Accessibility Checking: What You Need to Know

Whether you are running your first website or are an experienced web administrator, your first accessibility check can be an intimidating experience. While the most popular website themes offer a reasonable level of accessibility, there are a lot of factors under the hood that can contribute to a user experience that is not very accommodating to individuals with disabilities. Your job as an administrator is to find those potential issues and address them. 

Fortunately, running an accessibility check is not as complicated as you might think. There are software tools that you can use to automate the process. Let’s take a look at the need for accessibility checking, the nature of an accessibility check, and how an accessibility checker can help you.

Why should you check your website accessibility?

A website is often a university’s first point of contact with the rest of the world. Prospective students, faculty, and alumni visit your website to get news about admissions, research, and university events and projects. An inaccessible website keeps individuals with disabilities from accessing important information about the school community, resulting in lower engagement and enrollment rates.

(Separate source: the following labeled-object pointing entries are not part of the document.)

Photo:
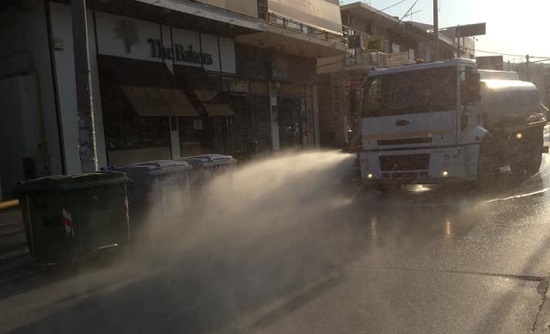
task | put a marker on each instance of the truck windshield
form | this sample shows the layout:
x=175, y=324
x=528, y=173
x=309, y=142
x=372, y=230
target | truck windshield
x=424, y=90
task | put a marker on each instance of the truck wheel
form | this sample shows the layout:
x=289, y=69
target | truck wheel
x=487, y=168
x=388, y=189
x=530, y=164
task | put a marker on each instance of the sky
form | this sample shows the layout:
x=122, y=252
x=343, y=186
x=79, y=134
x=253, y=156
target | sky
x=513, y=27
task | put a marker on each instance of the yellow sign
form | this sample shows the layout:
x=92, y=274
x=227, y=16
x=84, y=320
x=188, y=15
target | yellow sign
x=374, y=44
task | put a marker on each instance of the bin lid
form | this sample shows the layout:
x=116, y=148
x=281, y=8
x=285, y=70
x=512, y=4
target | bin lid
x=155, y=167
x=207, y=160
x=72, y=181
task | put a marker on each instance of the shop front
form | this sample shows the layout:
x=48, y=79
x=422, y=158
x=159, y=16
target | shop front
x=157, y=88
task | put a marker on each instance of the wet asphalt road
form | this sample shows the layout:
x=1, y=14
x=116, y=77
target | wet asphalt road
x=451, y=260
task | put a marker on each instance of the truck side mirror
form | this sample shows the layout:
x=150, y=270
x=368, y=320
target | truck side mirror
x=471, y=89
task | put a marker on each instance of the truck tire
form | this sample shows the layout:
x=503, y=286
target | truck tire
x=389, y=189
x=488, y=169
x=530, y=162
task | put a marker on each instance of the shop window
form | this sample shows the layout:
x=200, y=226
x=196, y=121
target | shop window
x=124, y=131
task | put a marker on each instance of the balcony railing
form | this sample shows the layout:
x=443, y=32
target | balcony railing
x=305, y=29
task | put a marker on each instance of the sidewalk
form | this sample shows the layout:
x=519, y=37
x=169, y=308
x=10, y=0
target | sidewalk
x=15, y=260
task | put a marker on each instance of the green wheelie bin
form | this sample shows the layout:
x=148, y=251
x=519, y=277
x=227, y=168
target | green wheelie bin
x=68, y=218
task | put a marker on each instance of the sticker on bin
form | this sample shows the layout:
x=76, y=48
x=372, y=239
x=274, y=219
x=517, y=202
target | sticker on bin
x=68, y=223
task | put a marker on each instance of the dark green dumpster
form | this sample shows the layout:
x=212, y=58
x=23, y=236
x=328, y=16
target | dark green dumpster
x=69, y=217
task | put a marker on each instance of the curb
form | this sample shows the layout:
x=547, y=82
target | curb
x=9, y=204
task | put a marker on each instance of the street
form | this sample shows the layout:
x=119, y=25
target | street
x=289, y=250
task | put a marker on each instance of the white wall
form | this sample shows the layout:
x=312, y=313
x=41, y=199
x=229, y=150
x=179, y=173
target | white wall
x=36, y=43
x=64, y=59
x=26, y=92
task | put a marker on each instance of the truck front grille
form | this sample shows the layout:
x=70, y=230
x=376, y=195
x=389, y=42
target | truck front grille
x=407, y=162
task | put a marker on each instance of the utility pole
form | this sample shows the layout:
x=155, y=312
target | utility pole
x=527, y=72
x=436, y=31
x=87, y=136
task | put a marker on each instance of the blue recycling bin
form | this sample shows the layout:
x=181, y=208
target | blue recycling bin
x=160, y=187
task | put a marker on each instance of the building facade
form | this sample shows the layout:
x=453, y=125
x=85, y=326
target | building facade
x=375, y=39
x=168, y=79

Digital accessibility is also mandated by law. While the Americans with Disabilities Act itself is silent on websites and other digital media, recent court rulings have indicated that websites are public accommodations that require full accessibility. Many states are also enacting legislation that requires educational institutions to comply with the Web Content Accessibility Guidelines (WCAG). Most universities try to comply with either WCAG 2.0 or 2.1, both of which contain a comprehensive set of success criteria for website accessibility.

What is an accessibility check?

Like what the name suggests, an accessibility check is a process that checks your website for compliance with accessibility success criteria. You may use a hybrid of manual or automated accessibility checking methods on your website. 

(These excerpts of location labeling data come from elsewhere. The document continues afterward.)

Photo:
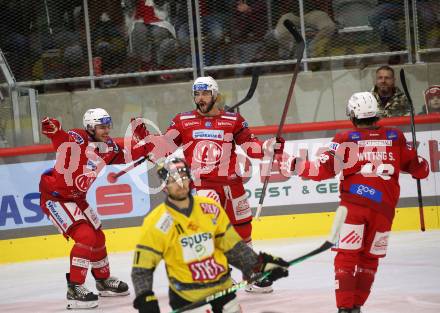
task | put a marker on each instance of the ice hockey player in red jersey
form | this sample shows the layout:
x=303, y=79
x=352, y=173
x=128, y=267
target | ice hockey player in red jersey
x=369, y=159
x=81, y=154
x=209, y=137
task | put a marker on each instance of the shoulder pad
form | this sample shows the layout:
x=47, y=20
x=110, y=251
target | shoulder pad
x=353, y=135
x=187, y=113
x=165, y=222
x=230, y=113
x=392, y=134
x=77, y=135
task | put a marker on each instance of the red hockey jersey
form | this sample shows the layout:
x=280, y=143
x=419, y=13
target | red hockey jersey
x=370, y=161
x=79, y=161
x=209, y=143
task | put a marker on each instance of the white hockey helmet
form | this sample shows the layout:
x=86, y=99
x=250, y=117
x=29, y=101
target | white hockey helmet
x=206, y=83
x=95, y=117
x=362, y=105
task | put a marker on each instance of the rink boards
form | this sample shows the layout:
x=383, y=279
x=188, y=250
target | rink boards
x=269, y=227
x=292, y=207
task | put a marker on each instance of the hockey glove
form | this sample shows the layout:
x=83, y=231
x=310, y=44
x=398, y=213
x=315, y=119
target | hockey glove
x=273, y=145
x=277, y=266
x=140, y=131
x=146, y=302
x=49, y=126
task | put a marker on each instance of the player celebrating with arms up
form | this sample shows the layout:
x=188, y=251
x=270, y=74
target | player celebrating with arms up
x=370, y=158
x=195, y=238
x=81, y=154
x=209, y=136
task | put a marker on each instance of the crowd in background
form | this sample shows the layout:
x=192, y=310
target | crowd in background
x=47, y=39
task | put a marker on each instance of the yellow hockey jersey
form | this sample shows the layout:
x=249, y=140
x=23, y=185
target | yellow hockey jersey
x=192, y=246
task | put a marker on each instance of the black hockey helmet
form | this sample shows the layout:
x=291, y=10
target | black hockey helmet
x=172, y=167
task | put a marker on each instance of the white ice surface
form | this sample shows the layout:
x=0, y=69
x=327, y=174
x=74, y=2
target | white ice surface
x=408, y=281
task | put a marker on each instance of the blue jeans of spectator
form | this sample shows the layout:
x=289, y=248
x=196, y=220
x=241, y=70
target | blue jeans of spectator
x=384, y=20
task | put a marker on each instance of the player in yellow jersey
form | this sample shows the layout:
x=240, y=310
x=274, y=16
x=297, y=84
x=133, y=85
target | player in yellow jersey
x=195, y=238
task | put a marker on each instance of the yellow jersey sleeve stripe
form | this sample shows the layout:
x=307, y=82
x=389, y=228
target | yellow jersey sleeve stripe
x=142, y=247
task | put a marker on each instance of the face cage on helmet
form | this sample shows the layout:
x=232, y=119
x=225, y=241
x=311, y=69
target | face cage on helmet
x=165, y=174
x=106, y=120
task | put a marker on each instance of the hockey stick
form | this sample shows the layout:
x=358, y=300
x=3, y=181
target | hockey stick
x=413, y=132
x=338, y=221
x=251, y=91
x=112, y=177
x=299, y=54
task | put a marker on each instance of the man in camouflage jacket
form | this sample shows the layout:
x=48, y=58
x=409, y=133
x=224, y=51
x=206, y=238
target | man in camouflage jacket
x=392, y=101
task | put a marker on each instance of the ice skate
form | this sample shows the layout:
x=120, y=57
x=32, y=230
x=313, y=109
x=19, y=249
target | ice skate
x=111, y=287
x=264, y=286
x=79, y=297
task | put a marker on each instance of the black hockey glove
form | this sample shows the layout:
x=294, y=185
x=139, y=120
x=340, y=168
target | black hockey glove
x=146, y=302
x=277, y=266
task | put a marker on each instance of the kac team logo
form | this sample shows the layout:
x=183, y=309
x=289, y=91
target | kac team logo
x=208, y=134
x=207, y=152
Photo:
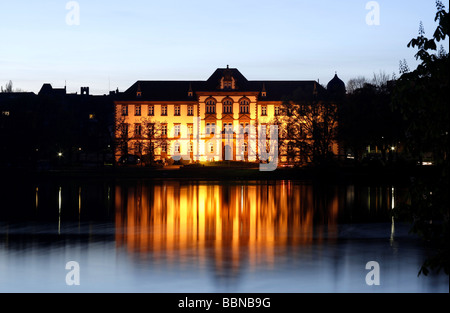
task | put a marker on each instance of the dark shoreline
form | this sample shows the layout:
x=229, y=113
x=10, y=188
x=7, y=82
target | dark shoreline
x=367, y=175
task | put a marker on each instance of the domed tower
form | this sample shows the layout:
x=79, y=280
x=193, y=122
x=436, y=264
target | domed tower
x=336, y=88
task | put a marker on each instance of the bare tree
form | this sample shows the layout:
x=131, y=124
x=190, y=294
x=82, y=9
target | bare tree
x=310, y=127
x=8, y=88
x=381, y=79
x=154, y=137
x=356, y=83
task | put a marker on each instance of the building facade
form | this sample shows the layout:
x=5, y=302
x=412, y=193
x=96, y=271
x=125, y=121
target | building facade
x=225, y=118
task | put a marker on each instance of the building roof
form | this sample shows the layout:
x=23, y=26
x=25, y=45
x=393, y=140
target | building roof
x=179, y=90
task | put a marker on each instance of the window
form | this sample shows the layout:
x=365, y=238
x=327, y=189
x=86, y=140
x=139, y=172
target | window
x=137, y=129
x=245, y=147
x=210, y=128
x=244, y=107
x=138, y=148
x=164, y=110
x=264, y=110
x=244, y=128
x=124, y=110
x=263, y=131
x=151, y=130
x=210, y=107
x=228, y=106
x=228, y=128
x=124, y=129
x=177, y=130
x=277, y=110
x=151, y=110
x=190, y=110
x=190, y=129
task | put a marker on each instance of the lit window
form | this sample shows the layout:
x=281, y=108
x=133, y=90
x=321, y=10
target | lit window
x=151, y=110
x=137, y=110
x=125, y=110
x=244, y=147
x=177, y=130
x=228, y=107
x=151, y=129
x=277, y=111
x=210, y=107
x=244, y=107
x=164, y=110
x=124, y=130
x=228, y=128
x=264, y=110
x=137, y=129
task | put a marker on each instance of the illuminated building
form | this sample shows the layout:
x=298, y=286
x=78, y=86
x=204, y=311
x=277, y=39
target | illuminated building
x=220, y=119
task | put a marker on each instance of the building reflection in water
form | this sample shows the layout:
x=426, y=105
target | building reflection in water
x=230, y=225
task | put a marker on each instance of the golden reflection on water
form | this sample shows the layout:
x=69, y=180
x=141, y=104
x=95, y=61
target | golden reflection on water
x=175, y=219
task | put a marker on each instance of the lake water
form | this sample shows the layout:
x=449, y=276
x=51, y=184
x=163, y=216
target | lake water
x=206, y=237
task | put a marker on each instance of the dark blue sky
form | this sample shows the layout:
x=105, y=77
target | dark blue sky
x=119, y=42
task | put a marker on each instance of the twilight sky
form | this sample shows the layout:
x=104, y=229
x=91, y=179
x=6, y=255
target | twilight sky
x=119, y=42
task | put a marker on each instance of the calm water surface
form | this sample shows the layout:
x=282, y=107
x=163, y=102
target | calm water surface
x=172, y=236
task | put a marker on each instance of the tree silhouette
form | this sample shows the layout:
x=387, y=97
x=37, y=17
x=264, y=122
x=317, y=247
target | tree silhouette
x=422, y=97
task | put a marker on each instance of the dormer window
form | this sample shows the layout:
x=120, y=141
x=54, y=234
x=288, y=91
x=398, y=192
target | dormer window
x=244, y=106
x=227, y=85
x=228, y=106
x=210, y=106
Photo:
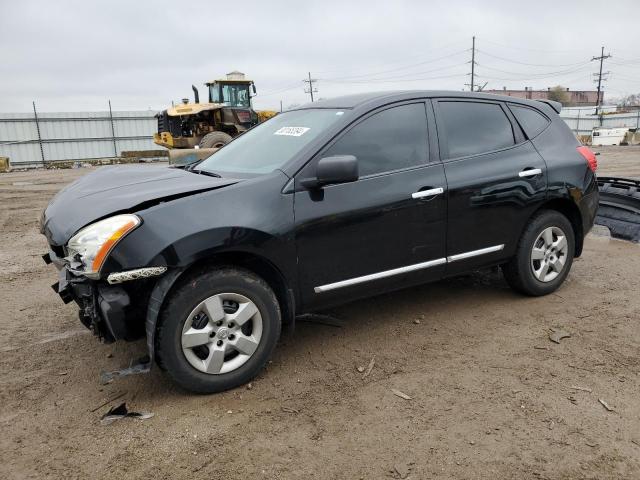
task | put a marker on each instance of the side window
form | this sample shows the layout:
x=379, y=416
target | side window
x=390, y=140
x=475, y=127
x=531, y=121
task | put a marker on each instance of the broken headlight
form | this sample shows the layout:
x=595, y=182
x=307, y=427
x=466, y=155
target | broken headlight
x=91, y=246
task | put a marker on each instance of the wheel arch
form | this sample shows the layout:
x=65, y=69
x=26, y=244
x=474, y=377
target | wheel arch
x=257, y=264
x=570, y=210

Manual testing involves a human tester simulating real-world use of your website. They may test for keyboard navigation, where a user presses the arrow keys to go around the website. They may also test the website’s support for screen readers, where the user dictates where they would like to go through the device microphone. They can also check if the website has enough color contrast to make text content clear and readable. 

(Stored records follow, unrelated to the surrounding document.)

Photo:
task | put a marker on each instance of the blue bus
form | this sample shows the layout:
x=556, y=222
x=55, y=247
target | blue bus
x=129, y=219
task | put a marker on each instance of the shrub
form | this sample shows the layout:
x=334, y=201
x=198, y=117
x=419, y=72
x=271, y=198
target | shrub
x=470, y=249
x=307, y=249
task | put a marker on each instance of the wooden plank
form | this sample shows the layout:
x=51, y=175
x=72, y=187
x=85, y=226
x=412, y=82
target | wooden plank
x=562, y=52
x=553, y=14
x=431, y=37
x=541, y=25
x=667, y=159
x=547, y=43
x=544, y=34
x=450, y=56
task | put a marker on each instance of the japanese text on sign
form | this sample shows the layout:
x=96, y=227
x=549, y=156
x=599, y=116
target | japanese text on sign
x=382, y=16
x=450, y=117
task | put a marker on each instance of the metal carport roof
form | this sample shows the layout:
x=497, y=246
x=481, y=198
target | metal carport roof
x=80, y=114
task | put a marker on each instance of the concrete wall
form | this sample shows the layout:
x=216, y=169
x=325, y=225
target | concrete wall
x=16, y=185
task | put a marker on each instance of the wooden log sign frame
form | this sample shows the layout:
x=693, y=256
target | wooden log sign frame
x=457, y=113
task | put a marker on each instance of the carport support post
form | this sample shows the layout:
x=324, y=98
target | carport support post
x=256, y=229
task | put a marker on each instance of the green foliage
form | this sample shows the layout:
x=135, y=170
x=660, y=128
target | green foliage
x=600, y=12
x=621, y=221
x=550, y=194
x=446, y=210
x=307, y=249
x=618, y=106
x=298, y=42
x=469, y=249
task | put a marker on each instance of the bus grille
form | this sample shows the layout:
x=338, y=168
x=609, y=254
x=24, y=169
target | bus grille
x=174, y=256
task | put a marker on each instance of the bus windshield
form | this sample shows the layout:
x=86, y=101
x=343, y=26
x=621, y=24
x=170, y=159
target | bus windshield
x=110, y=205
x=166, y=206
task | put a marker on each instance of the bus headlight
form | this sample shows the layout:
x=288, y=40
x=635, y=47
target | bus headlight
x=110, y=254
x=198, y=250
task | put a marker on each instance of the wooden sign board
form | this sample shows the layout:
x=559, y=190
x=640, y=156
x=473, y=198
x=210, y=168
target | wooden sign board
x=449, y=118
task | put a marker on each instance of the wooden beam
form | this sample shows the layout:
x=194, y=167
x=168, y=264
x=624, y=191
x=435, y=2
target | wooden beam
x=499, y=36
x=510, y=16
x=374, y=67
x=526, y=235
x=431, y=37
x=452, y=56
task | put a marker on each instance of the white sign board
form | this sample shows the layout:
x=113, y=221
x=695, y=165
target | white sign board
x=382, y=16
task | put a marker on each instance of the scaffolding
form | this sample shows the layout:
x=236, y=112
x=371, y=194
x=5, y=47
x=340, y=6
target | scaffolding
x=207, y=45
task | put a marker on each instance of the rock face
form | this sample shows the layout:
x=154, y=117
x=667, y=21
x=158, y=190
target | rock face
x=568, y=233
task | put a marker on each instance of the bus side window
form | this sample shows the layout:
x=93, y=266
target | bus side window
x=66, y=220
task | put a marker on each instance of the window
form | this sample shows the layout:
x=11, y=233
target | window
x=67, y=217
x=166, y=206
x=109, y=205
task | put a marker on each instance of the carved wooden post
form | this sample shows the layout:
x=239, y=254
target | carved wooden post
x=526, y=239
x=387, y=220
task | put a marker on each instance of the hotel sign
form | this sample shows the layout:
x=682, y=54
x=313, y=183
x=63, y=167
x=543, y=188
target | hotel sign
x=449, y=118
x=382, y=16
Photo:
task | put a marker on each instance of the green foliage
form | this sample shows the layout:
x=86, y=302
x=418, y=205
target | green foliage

On the other hand, automated testing uses software to scan the website and search for potential issues at the code level. An accessibility checker can detect color contrast issues using the hex codes for text and background colors. It can also see if images are accompanied by alt text, which are short but detailed descriptions of the visual content. Finally, it can detect whether the text is organized using headings and subheadings and if they follow a logical order.

A combination of both methods will ensure that the accessibility check will identify potential issues while contributing to an improved user experience for everyone. It can also save time, money, and effort, especially for university websites that see a lot of traffic and thus cannot afford to be taken down for long periods.

Accessibility checking: Opening the floodgates of inclusivity

Website accessibility compliance is now a core part of universities’ diversity, equity, and inclusivity frameworks. It ensures that everyone – students, faculty, alumni, and the general public – can access and benefit from the knowledge and learning content that educational institutions generate. Performing website accessibility checking brings schools closer to the goal of WCAG compliance, which not only makes websites more inclusive, but also improves the overall user experience. Adopting a hybrid approach, using both manual and automated methods, can help identify potential accessibility issues efficiently and effectively, reducing the need for website downtime and speeding up the process of bringing your website to full compliance.